An old apartment blueprint marked by a superintendent who discovered rooms, halls, and stairwells that should not exist.

The Superintendent’s Blueprint was never meant to be strange. It began as a maintenance document: a practical map of walls, stairs, service corridors, utility access, and apartment lines. Its paper is worn from years of folding and refolding, stained by basement dust, old hands, and the kind of work no tenant ever notices unless something goes wrong.
The red markings came later.
At first, they appear to be ordinary corrections. A circled room. A questionable passage. A pencil note near a stairwell. But the longer the blueprint is studied, the more the building refuses to make sense. Corridors bend into spaces the exterior could not contain.

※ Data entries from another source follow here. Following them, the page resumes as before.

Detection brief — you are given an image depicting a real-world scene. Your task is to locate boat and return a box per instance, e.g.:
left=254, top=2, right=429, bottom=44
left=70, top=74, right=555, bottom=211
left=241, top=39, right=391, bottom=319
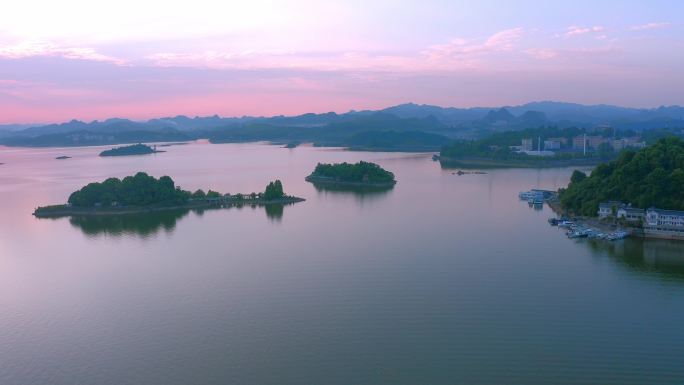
left=568, top=228, right=592, bottom=238
left=606, top=230, right=629, bottom=241
left=518, top=191, right=534, bottom=201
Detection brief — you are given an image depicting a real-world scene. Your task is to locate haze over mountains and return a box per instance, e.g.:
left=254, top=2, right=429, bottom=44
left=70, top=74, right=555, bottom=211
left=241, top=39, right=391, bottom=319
left=0, top=102, right=684, bottom=150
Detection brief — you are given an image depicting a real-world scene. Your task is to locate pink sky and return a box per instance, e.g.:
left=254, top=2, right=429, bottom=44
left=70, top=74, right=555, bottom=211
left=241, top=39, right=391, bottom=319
left=0, top=0, right=684, bottom=123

Rooms appear where load-bearing walls should be. Stairwells repeat in places they were never built. The marked apartment seems less like a mistake and more like something the building grew around.
The superintendent did not find a hidden room so much as a disagreement between the building and its own plan. Every correction made the problem worse. Every new inspection led back to the same impossible section. The blueprint became a record of a place quietly rewriting itself while pretending to remain ordinary.
Those who keep the document flat too long sometimes describe the same sensation: the sense that the paper is not showing a building from above, but watching one from inside. The red circle is not a warning to avoid the room. It is a question the building has not finished asking.